I have integrated the Gemini Live API via WebSocket in my backend. However, I am noticing that the responses from the Gemini Live API are consistently slow — approximately 2–3 seconds delay before receiving output.
Could you please help me understand the reason for this delay and suggest how it can be improved?
1 Like
Hi @Akshay_Kumar_Rajput
welcome to the AI Forum!!
It mainly comes from detecting the end of input, network transmission, and model processing. To reduce it, you can optimize input chunking, reuse persistent WebSocket sessions, and use lighter models or shorter contexts where possible.
Thanks!
I have the same problem. But the delay is even higher, at around 5-10 seconds, and it gets worse the longer the conversation goes. I think the main cause for me is the End of Turn detection. for some reason it takes a lot of time to detect my speech ending and sending it to the server. Because, when I send a message directly via text, the response is instant.
Facing the same issue
@Shivam_Singh2 pls take a look into this
Hii @Abivarman & @Sadikh_Shaik
Apologies for the delayed response. To assist you further, could you please confirm whether you are still encountering delays related to End-of-Turn detection?
@Shivam_Singh2
It has gotten better, but still not as “instant” as it is supposed to be compared to something like OpenAI’s live models. It also struggles with voice detection while it’s talking
Hello,
Could you please let us know which model you are using when experiencing this response delay issue?
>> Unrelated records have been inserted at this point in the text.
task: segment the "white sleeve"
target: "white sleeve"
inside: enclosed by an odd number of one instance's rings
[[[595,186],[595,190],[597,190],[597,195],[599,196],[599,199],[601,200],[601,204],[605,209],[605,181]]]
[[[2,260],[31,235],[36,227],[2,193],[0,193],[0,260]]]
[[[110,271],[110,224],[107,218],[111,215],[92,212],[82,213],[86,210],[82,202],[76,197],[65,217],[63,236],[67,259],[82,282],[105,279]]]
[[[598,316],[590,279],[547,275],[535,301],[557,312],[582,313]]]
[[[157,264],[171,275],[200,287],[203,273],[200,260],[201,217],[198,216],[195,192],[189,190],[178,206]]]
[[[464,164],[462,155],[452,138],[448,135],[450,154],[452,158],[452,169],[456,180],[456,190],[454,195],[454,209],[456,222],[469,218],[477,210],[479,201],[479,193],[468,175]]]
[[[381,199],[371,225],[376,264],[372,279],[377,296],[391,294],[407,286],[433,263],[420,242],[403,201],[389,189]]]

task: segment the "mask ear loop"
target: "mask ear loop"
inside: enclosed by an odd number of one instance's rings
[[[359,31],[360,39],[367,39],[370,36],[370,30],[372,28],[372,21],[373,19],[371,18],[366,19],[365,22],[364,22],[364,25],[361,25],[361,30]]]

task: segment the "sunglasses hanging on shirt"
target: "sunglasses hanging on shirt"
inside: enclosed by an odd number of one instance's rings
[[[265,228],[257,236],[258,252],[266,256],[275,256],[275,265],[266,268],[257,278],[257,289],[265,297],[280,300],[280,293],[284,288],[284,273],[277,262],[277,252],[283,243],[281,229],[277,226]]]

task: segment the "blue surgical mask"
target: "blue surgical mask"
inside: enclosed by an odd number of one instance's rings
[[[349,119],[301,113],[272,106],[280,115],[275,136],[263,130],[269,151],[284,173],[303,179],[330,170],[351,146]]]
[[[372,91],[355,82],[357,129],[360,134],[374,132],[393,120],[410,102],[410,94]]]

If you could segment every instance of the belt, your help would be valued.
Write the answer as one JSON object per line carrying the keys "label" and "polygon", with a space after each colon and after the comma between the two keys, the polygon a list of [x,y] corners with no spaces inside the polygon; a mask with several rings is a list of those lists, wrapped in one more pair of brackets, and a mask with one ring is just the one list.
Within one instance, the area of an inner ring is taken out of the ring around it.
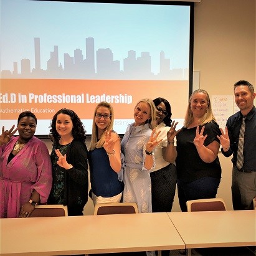
{"label": "belt", "polygon": [[246,170],[244,168],[241,168],[240,170],[237,168],[237,166],[235,166],[235,165],[234,166],[235,167],[235,168],[238,171],[240,171],[240,173],[252,173],[253,171],[256,171],[255,170]]}

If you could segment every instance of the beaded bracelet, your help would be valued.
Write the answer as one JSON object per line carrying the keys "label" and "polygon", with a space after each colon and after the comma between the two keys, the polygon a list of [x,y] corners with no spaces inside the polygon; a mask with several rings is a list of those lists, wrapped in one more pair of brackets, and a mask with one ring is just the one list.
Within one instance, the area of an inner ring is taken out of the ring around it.
{"label": "beaded bracelet", "polygon": [[115,151],[115,149],[113,149],[113,153],[107,152],[107,154],[108,156],[113,156],[113,155],[115,154],[115,152],[116,152],[116,151]]}
{"label": "beaded bracelet", "polygon": [[169,145],[170,144],[174,144],[174,140],[171,140],[171,141],[167,141],[168,145]]}
{"label": "beaded bracelet", "polygon": [[149,151],[148,151],[148,150],[145,150],[145,153],[146,153],[146,154],[148,154],[148,156],[151,156],[151,155],[152,155],[152,154],[154,154],[154,152],[149,152]]}

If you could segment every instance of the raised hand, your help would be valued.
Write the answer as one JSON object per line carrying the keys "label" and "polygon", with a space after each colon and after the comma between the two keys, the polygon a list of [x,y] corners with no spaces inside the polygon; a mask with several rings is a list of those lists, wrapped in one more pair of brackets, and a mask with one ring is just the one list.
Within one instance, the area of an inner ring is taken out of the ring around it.
{"label": "raised hand", "polygon": [[57,156],[59,158],[59,160],[57,161],[57,163],[60,166],[63,167],[65,169],[69,169],[70,168],[70,165],[67,162],[67,155],[66,154],[64,156],[60,153],[60,149],[55,149],[55,152],[57,154]]}
{"label": "raised hand", "polygon": [[111,138],[111,131],[105,131],[105,143],[103,145],[103,148],[106,150],[107,153],[112,153],[114,150],[114,147],[117,141],[120,140],[120,138],[118,138],[116,140],[114,140]]}
{"label": "raised hand", "polygon": [[158,131],[156,134],[156,129],[152,131],[151,135],[150,136],[149,140],[146,144],[146,150],[149,152],[152,152],[153,149],[163,140],[157,140],[158,135],[159,135],[161,131]]}
{"label": "raised hand", "polygon": [[227,128],[227,126],[225,127],[225,132],[222,128],[220,128],[220,130],[222,135],[220,136],[217,135],[217,138],[219,140],[221,146],[223,149],[228,149],[230,145],[230,143]]}
{"label": "raised hand", "polygon": [[181,130],[179,129],[178,131],[176,130],[177,125],[178,123],[178,122],[175,123],[175,121],[173,121],[173,122],[171,123],[170,130],[167,132],[167,140],[169,142],[173,141],[174,137]]}
{"label": "raised hand", "polygon": [[194,144],[197,148],[202,148],[204,146],[204,142],[206,139],[207,135],[203,135],[204,131],[204,126],[202,127],[202,129],[199,133],[199,126],[196,128],[196,137],[194,139]]}
{"label": "raised hand", "polygon": [[13,125],[9,130],[6,130],[6,131],[4,131],[4,126],[2,127],[2,134],[0,136],[0,146],[2,146],[10,141],[12,136],[13,136],[18,130],[18,128],[16,128],[13,130],[14,127],[15,125]]}

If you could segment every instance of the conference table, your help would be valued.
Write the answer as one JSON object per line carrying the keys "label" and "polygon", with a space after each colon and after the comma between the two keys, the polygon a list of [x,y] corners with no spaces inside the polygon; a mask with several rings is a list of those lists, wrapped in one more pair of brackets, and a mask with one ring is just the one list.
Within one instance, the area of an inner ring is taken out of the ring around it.
{"label": "conference table", "polygon": [[256,211],[168,212],[189,249],[256,245]]}
{"label": "conference table", "polygon": [[1,219],[1,255],[185,249],[166,212]]}

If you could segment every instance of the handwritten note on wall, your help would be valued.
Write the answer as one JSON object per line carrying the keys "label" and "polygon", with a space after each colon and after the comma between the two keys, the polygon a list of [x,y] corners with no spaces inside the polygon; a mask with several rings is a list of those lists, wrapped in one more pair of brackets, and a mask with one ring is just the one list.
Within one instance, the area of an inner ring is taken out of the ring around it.
{"label": "handwritten note on wall", "polygon": [[233,95],[212,95],[212,111],[217,120],[217,123],[222,128],[224,128],[227,118],[237,112],[237,108],[234,103]]}

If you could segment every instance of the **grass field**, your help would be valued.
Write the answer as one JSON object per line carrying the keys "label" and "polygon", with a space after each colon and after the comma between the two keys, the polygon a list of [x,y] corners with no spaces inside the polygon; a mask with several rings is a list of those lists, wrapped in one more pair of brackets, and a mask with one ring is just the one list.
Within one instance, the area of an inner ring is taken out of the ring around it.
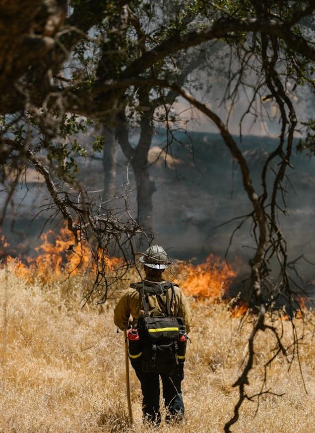
{"label": "grass field", "polygon": [[[16,276],[12,265],[0,270],[1,433],[150,431],[142,424],[141,392],[133,371],[135,422],[128,426],[124,338],[113,323],[119,293],[101,307],[91,304],[80,310],[82,287],[79,277],[72,279],[67,290],[57,281],[27,283]],[[224,305],[193,298],[190,302],[194,322],[183,386],[186,420],[181,427],[163,423],[161,433],[222,432],[237,399],[231,385],[246,354],[251,324],[238,330],[240,319],[231,318]],[[302,320],[296,322],[301,333]],[[281,324],[289,341],[290,324],[279,320]],[[267,387],[285,393],[262,397],[255,417],[257,402],[247,401],[233,432],[314,432],[313,331],[306,330],[300,349],[308,393],[297,363],[288,372],[280,357],[268,371]],[[275,345],[271,335],[259,336],[249,394],[260,389],[262,366]]]}

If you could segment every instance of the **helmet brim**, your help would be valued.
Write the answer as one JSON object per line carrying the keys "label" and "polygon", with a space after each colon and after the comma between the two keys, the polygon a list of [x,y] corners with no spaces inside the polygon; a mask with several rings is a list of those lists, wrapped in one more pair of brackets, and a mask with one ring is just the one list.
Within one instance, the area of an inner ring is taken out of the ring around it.
{"label": "helmet brim", "polygon": [[154,269],[166,269],[172,264],[171,262],[167,262],[166,263],[150,263],[146,261],[146,259],[147,260],[146,256],[141,255],[139,259],[139,261],[148,268],[152,268]]}

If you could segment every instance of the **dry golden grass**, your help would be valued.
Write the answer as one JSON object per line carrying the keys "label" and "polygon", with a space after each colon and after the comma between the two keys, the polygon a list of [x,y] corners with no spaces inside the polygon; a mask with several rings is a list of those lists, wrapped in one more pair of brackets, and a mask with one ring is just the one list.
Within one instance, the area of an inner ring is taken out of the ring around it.
{"label": "dry golden grass", "polygon": [[[67,292],[58,281],[30,285],[15,275],[12,266],[0,270],[0,287],[1,433],[152,431],[142,424],[141,392],[132,371],[135,423],[127,425],[124,338],[113,323],[115,299],[80,310],[79,277]],[[161,433],[222,432],[237,398],[231,384],[246,353],[250,324],[238,332],[239,319],[231,318],[224,306],[193,299],[191,306],[194,327],[183,386],[186,419],[180,427],[162,424]],[[301,332],[301,321],[296,321]],[[283,324],[289,341],[290,325]],[[307,330],[300,348],[308,394],[297,363],[288,373],[280,357],[269,371],[268,386],[285,394],[262,398],[255,418],[256,403],[247,402],[233,432],[314,431],[312,336]],[[261,366],[274,344],[270,335],[260,336],[249,394],[259,390]]]}

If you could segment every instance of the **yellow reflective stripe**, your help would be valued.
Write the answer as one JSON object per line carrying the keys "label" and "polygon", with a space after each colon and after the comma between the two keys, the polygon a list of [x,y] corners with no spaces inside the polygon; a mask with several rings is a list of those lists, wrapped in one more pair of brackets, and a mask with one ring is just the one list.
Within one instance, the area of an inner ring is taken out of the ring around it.
{"label": "yellow reflective stripe", "polygon": [[140,353],[137,353],[136,355],[130,355],[130,352],[129,352],[129,349],[128,349],[128,355],[130,358],[132,358],[132,359],[135,359],[136,358],[139,358],[139,357],[141,356],[142,354],[142,352],[140,352]]}
{"label": "yellow reflective stripe", "polygon": [[155,329],[148,329],[149,332],[163,332],[164,331],[178,331],[178,328],[156,328]]}

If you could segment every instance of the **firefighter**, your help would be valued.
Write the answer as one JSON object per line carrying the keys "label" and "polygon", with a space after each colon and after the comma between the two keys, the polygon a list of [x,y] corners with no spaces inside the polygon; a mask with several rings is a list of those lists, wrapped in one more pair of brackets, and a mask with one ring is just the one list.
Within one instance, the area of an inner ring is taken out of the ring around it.
{"label": "firefighter", "polygon": [[[182,334],[189,332],[191,320],[190,310],[181,289],[170,282],[165,281],[162,278],[163,272],[171,264],[162,247],[158,245],[150,247],[140,258],[139,261],[143,265],[145,277],[140,283],[131,284],[128,290],[121,298],[115,309],[114,321],[119,328],[124,330],[128,326],[130,314],[133,318],[133,327],[135,328],[141,319],[143,319],[142,322],[145,321],[145,316],[153,317],[148,320],[151,321],[151,326],[155,328],[151,330],[152,331],[151,335],[156,339],[154,342],[156,344],[153,344],[152,347],[155,348],[158,347],[157,356],[154,354],[152,357],[154,358],[154,361],[147,360],[146,361],[144,359],[146,353],[147,357],[148,353],[153,353],[150,352],[147,348],[143,347],[139,354],[131,356],[129,352],[131,365],[141,383],[143,420],[157,426],[161,422],[159,410],[159,377],[161,377],[164,404],[167,410],[166,421],[167,422],[173,420],[180,422],[183,419],[185,410],[181,382],[184,376],[184,361],[186,353],[180,355],[178,348],[180,342],[171,340],[172,338],[174,340],[179,339],[178,332],[182,332]],[[144,314],[145,309],[146,309],[146,314]],[[168,318],[169,315],[172,316],[171,318]],[[161,323],[166,324],[163,329],[157,328],[156,326],[152,324],[155,321],[154,317],[156,316],[158,317],[156,323],[160,323],[158,327],[162,326],[160,324]],[[182,318],[177,318],[179,317]],[[172,320],[173,323],[175,321],[175,322],[179,325],[175,327],[173,325],[168,326],[166,322],[168,320]],[[145,338],[141,336],[143,332],[140,333],[140,325],[138,327],[142,347],[147,343]],[[178,333],[176,335],[174,334],[172,337],[170,335],[173,335],[174,331],[170,330],[175,329],[179,329],[180,331],[175,331]],[[181,331],[181,329],[185,330]],[[161,334],[163,340],[161,342],[159,341],[159,334]],[[187,338],[187,334],[185,335]],[[181,338],[183,338],[182,335]],[[168,339],[167,344],[164,344],[165,339]],[[129,342],[130,344],[130,341]],[[185,351],[186,344],[185,341]],[[170,350],[170,347],[173,350],[173,364],[170,362],[170,355],[167,351]],[[174,347],[176,348],[178,353],[176,353]],[[165,361],[167,360],[168,363],[163,365],[164,360]]]}

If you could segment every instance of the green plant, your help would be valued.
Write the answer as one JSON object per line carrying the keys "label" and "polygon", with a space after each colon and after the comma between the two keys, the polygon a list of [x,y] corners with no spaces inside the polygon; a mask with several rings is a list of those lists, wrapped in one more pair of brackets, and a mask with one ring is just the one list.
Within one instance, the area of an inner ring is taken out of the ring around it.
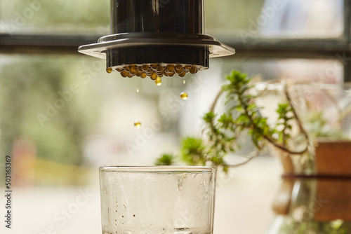
{"label": "green plant", "polygon": [[[215,99],[210,111],[203,119],[206,123],[205,134],[201,138],[186,137],[181,142],[180,153],[178,155],[164,155],[157,159],[158,165],[170,165],[176,158],[190,165],[222,166],[225,172],[230,167],[224,160],[230,152],[235,152],[241,148],[239,139],[249,134],[255,146],[256,151],[240,163],[246,163],[259,155],[267,144],[290,154],[302,154],[307,151],[308,144],[301,150],[292,149],[292,124],[297,123],[305,142],[307,135],[304,131],[295,109],[291,104],[290,97],[286,92],[286,102],[279,104],[277,109],[278,118],[274,124],[269,124],[267,118],[260,113],[261,107],[255,104],[257,96],[252,94],[253,84],[246,74],[232,71],[226,76],[227,83],[222,86],[220,92]],[[225,95],[227,111],[221,115],[215,113],[215,107],[219,97]]]}

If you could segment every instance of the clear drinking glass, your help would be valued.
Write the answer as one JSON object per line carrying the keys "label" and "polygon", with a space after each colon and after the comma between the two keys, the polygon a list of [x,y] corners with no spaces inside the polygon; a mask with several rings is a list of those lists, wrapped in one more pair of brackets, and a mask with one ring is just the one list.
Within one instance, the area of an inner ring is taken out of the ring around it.
{"label": "clear drinking glass", "polygon": [[100,168],[103,234],[210,234],[216,169]]}

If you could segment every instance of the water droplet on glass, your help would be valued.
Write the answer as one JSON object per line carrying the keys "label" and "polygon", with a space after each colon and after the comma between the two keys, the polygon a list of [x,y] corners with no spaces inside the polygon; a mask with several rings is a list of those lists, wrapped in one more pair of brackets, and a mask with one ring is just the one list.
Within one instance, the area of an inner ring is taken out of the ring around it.
{"label": "water droplet on glass", "polygon": [[134,123],[134,126],[136,128],[139,128],[141,127],[141,123],[140,121],[138,121],[138,122],[135,122]]}
{"label": "water droplet on glass", "polygon": [[107,72],[107,73],[111,73],[111,72],[112,72],[112,67],[107,67],[107,68],[106,69],[106,72]]}
{"label": "water droplet on glass", "polygon": [[154,83],[157,86],[159,86],[162,84],[162,80],[161,79],[161,77],[157,76],[156,80],[154,80]]}
{"label": "water droplet on glass", "polygon": [[187,93],[186,93],[185,92],[182,92],[180,93],[180,98],[183,100],[187,99]]}

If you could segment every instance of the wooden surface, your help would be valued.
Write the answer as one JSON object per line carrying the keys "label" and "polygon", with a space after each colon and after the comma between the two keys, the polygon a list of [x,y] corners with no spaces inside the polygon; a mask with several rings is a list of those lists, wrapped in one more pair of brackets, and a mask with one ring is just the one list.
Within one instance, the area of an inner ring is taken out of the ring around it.
{"label": "wooden surface", "polygon": [[316,168],[318,174],[351,177],[351,142],[319,142]]}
gemini-2.5-flash-native-audio-preview-09-2025
I observe the first inference after connect audio chunk is very slow(5-15sec) , while it works good enough for subsequent responses (2-3sec).
I’m usually setting the context and starting from session_resumption_handle
Is there anything I could do about the first inference?
example in a first turn
TTFB: 2.56sec till text message
audio message 5.442s
Hello,
Could you please share the full payload details along with a sample of the code that you are using? We would like to reproduce the issue.